One day he was happily walking the Earth with the rest of us, the next he was gone. I barely knew him and don’t know the back-story, just that it happened at home, where he lived alone, and that he left an accordion. I know that because it’s mine now. 

The deceased and I shared only one thing in common — the same elderly accordion teacher, who was hit hard by the loss. Out of respect for his student and friend of more than 40 years, he wanted the instrument to go where it would be properly valued and cared for. Most of all, he just wanted someone to keep playing it, which I rather flippantly agreed to do.

But that promise became unexpectedly sacred the first time I lifted the accordion into position, put fingers to keys and started the bellows breathing again. 

I don’t play well, to say the least, but even through my fumbling ineptitude, the power of the moment hit with all the subtlety of a cartoon anvil falling from the sky. To continue in my life what death interrupted in his is a sobering honor indeed.  

For those in the world of long-term care, though, my epiphany probably doesn’t seem so startling,  because you rediscover it every day. 

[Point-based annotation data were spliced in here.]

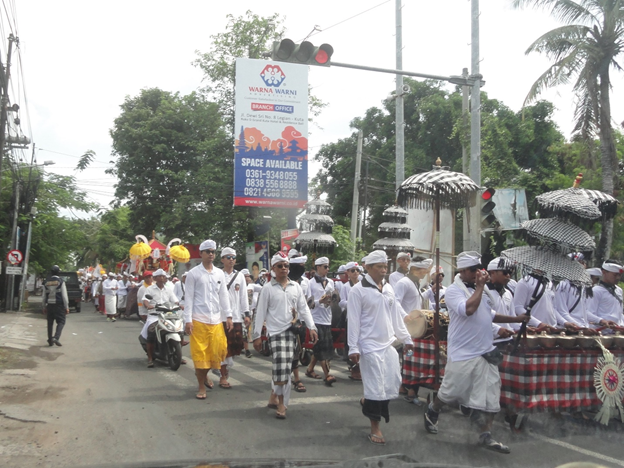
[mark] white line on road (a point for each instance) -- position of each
(580, 450)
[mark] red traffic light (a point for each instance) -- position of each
(488, 194)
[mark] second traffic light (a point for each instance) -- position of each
(305, 53)
(488, 218)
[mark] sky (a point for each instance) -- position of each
(78, 60)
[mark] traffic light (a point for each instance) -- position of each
(487, 208)
(305, 53)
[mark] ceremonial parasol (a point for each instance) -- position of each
(179, 253)
(141, 249)
(568, 205)
(437, 188)
(562, 235)
(548, 263)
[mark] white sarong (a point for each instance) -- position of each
(110, 303)
(381, 374)
(474, 383)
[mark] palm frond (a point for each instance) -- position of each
(567, 11)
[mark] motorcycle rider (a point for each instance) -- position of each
(160, 295)
(55, 304)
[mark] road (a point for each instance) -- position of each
(94, 402)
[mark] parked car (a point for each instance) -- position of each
(74, 291)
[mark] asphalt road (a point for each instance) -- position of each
(94, 402)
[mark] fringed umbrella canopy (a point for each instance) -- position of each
(561, 235)
(548, 263)
(453, 189)
(315, 241)
(388, 229)
(392, 244)
(310, 221)
(567, 205)
(395, 214)
(317, 206)
(605, 202)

Over the years, I’ve talked to dozens of you about your deepest motivations, and am convinced your service to the living is primarily driven by a desire to honor the memory of those who have already passed from your care. 

With the weight of that commitment comes an implicit understanding that your mantle will one day be taken up by others, when the tables turn and the caregiver becomes the cared for.

As heart-wrenching human stories end and others take their place, you are an inspiring link in an eternal chain of homage and respect. The accordion is in your hands. Thanks for playing it forward.